The Power of the Dog (2021)

Directed by Jane Campion. Starring Benedict Cumberbatch, Kodi Smit-McPhee, Kirsten Dunst, Jesse Plemons, Genevieve Lemon, Thomasin McKenzie, Keith Carradine, Alison Bruce, Frances Conroy, Peter Carroll. [R]

Campion’s first feature film in a dozen years is a brooding yet empathetic portrait of festering resentment that poisons the well of a man’s soul and all who drink from it. That man is a volatile Montana cattle baron named Phil (Cumberbatch) who owns a ranch with his more sensitive and generous brother, George (Plemons). When George marries a timid widow (Dunst), Phil exerts a withering, predatory influence over her and her shy, delicate son (Smit-McPhee), and becomes determined to either turn the young man into a tough piece of rawhide like him or grind him into dust.
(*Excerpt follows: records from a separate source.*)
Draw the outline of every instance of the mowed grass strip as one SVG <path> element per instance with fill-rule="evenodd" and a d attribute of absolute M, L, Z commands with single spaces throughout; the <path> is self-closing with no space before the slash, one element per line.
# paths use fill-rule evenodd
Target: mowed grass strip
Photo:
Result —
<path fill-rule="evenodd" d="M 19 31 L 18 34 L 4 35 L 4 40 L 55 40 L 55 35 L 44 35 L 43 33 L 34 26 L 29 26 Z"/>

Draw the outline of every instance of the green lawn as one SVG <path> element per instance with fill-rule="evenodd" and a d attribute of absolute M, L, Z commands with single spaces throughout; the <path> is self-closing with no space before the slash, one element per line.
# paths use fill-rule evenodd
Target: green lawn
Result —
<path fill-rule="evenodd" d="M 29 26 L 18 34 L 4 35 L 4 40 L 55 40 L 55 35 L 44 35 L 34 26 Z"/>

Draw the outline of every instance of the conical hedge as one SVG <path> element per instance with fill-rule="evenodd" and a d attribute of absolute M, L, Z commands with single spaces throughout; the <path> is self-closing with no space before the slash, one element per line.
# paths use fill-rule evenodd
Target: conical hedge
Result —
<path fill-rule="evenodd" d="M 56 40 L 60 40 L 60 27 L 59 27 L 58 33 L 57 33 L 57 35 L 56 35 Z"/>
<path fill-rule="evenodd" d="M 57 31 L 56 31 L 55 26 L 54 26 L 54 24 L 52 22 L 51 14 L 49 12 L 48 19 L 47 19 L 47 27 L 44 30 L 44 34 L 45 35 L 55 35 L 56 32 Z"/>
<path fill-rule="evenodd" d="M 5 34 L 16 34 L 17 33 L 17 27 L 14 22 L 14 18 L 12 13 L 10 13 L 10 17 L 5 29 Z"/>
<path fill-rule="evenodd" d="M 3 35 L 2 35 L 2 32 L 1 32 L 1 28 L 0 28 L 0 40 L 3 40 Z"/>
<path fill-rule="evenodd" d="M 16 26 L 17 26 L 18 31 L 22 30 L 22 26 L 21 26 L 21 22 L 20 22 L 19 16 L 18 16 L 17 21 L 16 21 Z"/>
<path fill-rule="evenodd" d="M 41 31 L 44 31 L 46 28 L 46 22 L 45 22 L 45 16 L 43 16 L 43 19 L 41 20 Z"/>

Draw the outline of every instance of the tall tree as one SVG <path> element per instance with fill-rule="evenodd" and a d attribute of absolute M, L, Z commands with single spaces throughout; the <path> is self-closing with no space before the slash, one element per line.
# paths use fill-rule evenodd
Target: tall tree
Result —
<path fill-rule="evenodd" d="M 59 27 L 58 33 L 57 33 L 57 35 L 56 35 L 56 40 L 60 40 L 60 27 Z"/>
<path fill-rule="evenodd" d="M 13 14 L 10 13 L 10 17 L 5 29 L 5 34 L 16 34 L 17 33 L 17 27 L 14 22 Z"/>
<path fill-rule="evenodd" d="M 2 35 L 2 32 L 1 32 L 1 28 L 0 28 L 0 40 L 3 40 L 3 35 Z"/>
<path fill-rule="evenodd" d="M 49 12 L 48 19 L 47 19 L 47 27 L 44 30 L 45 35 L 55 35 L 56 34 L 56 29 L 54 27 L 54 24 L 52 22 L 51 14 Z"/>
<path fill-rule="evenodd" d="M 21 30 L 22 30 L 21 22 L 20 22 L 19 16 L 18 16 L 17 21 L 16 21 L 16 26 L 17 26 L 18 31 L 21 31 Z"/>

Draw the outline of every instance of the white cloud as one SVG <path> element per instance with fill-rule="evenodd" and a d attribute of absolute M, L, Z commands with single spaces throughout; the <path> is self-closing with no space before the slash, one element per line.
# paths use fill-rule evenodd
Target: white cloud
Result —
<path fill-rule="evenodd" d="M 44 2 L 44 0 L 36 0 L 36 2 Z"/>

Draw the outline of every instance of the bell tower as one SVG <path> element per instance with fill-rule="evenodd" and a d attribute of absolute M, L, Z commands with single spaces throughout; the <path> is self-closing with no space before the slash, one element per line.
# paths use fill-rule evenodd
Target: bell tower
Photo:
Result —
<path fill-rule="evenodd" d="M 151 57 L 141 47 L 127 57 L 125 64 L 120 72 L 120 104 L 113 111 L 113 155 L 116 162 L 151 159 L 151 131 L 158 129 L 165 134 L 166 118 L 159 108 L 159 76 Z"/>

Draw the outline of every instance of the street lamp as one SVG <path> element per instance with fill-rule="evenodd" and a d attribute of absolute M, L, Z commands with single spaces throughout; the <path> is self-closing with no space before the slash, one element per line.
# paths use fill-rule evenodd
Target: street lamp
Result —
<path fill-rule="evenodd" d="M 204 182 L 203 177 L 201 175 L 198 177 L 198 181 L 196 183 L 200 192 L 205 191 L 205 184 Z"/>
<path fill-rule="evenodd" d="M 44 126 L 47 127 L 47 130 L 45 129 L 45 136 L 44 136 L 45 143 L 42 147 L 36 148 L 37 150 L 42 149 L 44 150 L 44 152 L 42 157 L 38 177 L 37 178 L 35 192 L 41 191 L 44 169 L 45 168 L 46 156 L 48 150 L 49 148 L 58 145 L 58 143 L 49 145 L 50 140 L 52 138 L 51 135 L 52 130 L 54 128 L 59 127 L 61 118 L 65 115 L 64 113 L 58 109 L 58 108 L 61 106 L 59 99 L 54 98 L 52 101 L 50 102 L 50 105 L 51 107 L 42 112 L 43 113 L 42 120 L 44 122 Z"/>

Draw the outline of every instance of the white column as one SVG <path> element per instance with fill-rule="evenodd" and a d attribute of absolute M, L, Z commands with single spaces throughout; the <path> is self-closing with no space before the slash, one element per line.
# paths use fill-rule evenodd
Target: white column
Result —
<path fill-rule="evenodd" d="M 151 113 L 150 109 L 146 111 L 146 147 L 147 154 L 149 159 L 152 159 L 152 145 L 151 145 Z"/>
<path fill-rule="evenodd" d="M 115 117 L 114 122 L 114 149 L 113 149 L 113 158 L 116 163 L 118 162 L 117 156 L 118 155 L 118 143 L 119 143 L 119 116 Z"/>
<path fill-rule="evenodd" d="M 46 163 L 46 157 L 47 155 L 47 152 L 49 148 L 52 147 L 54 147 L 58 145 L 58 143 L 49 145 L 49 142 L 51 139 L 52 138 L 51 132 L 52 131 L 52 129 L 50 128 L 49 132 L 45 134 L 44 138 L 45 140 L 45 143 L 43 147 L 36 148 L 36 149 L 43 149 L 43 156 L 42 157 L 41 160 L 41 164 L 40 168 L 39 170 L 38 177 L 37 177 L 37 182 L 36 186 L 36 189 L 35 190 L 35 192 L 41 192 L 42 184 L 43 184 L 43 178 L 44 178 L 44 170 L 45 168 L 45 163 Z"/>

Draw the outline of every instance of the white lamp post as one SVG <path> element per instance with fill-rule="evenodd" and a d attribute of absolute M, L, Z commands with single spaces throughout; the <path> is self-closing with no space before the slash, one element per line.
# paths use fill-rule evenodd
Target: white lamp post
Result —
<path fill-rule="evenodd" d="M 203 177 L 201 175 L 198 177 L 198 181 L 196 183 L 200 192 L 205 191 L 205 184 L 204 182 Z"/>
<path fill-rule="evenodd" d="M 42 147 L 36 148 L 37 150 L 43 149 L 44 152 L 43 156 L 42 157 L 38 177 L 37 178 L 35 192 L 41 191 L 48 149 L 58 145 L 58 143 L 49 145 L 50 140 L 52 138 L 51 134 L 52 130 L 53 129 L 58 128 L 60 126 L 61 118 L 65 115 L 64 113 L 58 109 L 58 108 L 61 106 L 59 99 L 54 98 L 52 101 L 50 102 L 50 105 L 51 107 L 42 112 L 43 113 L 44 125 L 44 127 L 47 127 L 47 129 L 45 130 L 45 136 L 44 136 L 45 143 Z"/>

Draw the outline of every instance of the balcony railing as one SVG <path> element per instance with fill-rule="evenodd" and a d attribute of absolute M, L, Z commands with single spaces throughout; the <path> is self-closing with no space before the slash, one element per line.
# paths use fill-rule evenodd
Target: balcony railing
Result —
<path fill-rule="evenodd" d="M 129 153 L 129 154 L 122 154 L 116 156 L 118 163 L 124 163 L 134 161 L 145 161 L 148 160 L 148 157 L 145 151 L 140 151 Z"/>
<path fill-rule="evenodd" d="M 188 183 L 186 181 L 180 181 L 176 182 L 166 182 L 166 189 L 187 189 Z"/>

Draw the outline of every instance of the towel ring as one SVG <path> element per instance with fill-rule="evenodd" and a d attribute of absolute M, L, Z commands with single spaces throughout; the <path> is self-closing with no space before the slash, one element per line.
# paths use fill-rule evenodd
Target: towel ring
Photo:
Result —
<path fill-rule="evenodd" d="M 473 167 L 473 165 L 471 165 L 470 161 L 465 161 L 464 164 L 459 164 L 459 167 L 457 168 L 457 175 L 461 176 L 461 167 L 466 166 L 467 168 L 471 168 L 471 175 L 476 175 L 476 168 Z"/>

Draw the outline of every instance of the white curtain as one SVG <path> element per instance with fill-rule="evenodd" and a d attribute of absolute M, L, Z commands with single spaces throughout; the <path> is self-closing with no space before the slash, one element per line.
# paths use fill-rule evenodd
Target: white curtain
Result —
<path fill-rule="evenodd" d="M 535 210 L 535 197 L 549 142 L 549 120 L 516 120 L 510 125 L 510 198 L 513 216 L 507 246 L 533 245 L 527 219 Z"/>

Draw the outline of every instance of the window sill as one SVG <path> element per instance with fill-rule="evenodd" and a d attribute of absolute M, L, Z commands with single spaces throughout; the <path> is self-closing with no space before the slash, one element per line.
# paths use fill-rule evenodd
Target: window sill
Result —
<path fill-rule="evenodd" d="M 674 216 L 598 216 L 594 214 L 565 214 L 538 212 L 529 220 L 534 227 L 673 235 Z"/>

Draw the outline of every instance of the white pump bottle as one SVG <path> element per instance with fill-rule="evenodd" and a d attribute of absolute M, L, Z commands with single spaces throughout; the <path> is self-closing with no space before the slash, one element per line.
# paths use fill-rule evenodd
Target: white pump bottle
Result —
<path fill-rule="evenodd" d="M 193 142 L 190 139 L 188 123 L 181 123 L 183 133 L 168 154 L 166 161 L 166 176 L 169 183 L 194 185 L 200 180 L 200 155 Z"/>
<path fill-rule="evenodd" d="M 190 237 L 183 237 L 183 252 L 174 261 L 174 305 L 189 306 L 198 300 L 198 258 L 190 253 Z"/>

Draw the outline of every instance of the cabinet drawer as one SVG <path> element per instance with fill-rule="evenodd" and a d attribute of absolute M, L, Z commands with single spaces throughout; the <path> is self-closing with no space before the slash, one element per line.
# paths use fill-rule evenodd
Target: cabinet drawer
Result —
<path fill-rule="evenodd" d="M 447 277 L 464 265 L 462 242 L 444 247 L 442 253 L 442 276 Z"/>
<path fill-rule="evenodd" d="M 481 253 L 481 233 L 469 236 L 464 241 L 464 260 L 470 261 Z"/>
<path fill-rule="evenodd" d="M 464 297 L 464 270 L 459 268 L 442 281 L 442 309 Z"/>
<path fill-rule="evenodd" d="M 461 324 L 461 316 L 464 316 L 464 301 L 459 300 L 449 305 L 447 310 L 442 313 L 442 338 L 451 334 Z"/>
With the rustic splendor of its flinty setting, Phil’s seething masculine filth and rage, and an anxious yet gleaming score composed by Jonny Greenwood, it may seem at a glance to be a spiritual sibling to Paul Thomas Anderson’s There Will Be Blood, but this film’s stealthy point of view ultimately undoes such criminal comparisons by having the secret savior eventually steal (and disperse) its simmering murderous energy as tonics of redemption and poetic justice. An undercurrent of thrumming dread and gorgeously stark scenery (New Zealand filling in for the American West) keep things moving when the narrative periodically stalls and supporting characters advance and retreat from the mournful spotlight; the ending is a little too orderly (and predictably “explains” the meaning of the oblique title reference), but satisfying in a way that could not be easily anticipated in the previous two acts. Riveting performances throughout, with Cumberbatch leading the way, as off-putting as he is unshakable. Based on a same-named novel by Thomas Savage.